At a basic level, R users have efficient tools to extract text from pdf documents. The pdftools, and the Rpoppler packages are extremely useful and handy.
There are couple of issues that may arise when processing pdf that remain tricky. The trickypdf-package offers a class PDF to handle problems that reoccurringly cause headaches when processing pdf documents. The class offers methods to…
The output will be a valid XML document, with optional document metadata. XML is generated to serve as the input to a Natural Language Processing (NLP) pipeline. A method to create browsable html from the xmlified pdf document is meant to assist quality checking in corpus preparation. The package thus makes handling tricky problems with processing pdf documents much easier!
The package relies on the pdftohtml command line utility that is part of the poppler library. On Linux, installation is easy:
sudo apt-get install -y poppler-utils
On MacOS, it is recommended to use Homebrew as a package manager. To install brew, open a terminal and install Homebrew.
/usr/bin/ruby -e "$(curl -fsSL https://raw.githubusercontent.com/Homebrew/install/master/install)"

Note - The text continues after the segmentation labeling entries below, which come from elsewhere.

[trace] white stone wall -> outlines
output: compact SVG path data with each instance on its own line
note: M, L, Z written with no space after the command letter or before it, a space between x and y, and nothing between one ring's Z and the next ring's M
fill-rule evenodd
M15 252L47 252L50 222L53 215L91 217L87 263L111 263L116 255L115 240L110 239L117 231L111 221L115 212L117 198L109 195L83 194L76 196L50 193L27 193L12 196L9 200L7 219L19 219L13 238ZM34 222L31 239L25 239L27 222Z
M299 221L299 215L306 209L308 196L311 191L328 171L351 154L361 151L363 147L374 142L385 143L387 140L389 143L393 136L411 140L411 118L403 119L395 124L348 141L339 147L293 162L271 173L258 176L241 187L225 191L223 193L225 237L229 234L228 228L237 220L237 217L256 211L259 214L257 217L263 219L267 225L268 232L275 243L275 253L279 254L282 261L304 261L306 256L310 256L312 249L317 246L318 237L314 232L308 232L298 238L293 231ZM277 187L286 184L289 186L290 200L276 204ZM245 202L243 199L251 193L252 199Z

The snippet is taken from the Homebrew website. You can then install poppler as follows,
brew install poppler
To check that poppler is installed, check the availability of the pdftohtml command line utility.
pdftohtml -v
The trickypdf-package imports from a set of standard R packages that are
available from CRAN using install.packages
.
install.packages(
pkgs = c("methods", "xml2", "pbapply", "Rpoppler", "htmltools", "markdown", "stringi", "plyr")
)
Finally, trickypdf can be installed from GitHub using devtools.
install.packages("devtools") # if you have not yet installed devtools
devtools::install_github("PolMine/trickypdf")
library(trickypdf)
As a sample document, the package includes the United Nations Millenium Declaration (pdf version). We create an instance of the PDF class by supplying the filename.
doc <- system.file(package = "trickypdf", "extdata", "pdf", "UN_Millenium_Declaration.pdf")
Decl <- PDF$new(filename_pdf = doc)
Let us have a look at the document. The show_pdf-method will open a browser window with the document.
Decl$show_pdf()
For the pages of the document, we define boxes that define the area of the text that we want to retain.
Decl$add_box(page = 1, box = c(left = 110, top = 290, width = 400, height = 415))
Decl$add_box(page = 2, box = c(left = 110, top = 80, width = 400, height = 644))
Decl$add_box(page = 3, box = c(left = 110, top = 80, width = 400, height = 580))
Decl$add_box(page = 4, box = c(left = 110, top = 80, width = 400, height = 570))
Decl$add_box(page = 5, box = c(left = 110, top = 80, width = 400, height = 550))
Decl$add_box(page = 6, box = c(left = 110, top = 80, width = 400, height = 515))
Decl$add_box(page = 7, box = c(left = 110, top = 80, width = 400, height = 550))
Decl$add_box(page = 8, box = c(left = 110, top = 80, width = 400, height = 580))
Decl$add_box(page = 9, box = c(left = 110, top = 80, width = 400, height = 290))
We now drop anything outside the boxes (i.e page numbers, headers and column titles, footnotes). We get the remaining text, do some postprocessing and xmlify things. By generating a html document, we perform a quality check.
Decl$remove_unboxed_text_from_all_pages()
Decl$get_text_from_pages()
Decl$purge()
Decl$xmlify()
Decl$xml2html()
Decl$browse()
Looks ok? Let is save the file to disk.
output <- tempfile(fileext = ".xml")
Decl$write(filename = output)
The second scenario may appear somewhat more difficult: It is a protocol of a meeting of the UN General Assembly, a document with a two column layout.
doc <- system.file(package = "trickypdf", "extdata", "pdf", "UN_GeneralAssembly_2016.pdf")
UN <- PDF$new(filename_pdf = doc)
UN$show_pdf()
As in the previous example, we define boxes. But this time, we define a second box for each page that does not replace the previously defined box.
UN$add_box(page = 1, box = c(top = 380, height = 250, left = 52, width = 255))
UN$add_box(page = 1, box = c(top = 232, height = 400, left = 303, width = 255), replace = FALSE)
UN$add_box(page = 2, box = c(top = 80, height = 595, left = 52, width = 255))
UN$add_box(page = 2, box = c(top = 80, height = 595, left = 303, width = 255), replace = FALSE)
In the first scenario, we dropped anything outside the boxes and got everything that was still on the page. Now we explicitly grab the text in the boxes.
UN$get_text_from_boxes(paragraphs = TRUE)
UN$xmlify()
Let us inspect the html of the resulting xml.
UN$xml2html()
UN$browse()
Does it look ok? Let’s save it to disk.
output <- tempfile(fileext = ".xml")
UN$write(filename = output)
Please note that this project is released with a Contributor Code of Conduct. By participating in this project you agree to abide by its terms.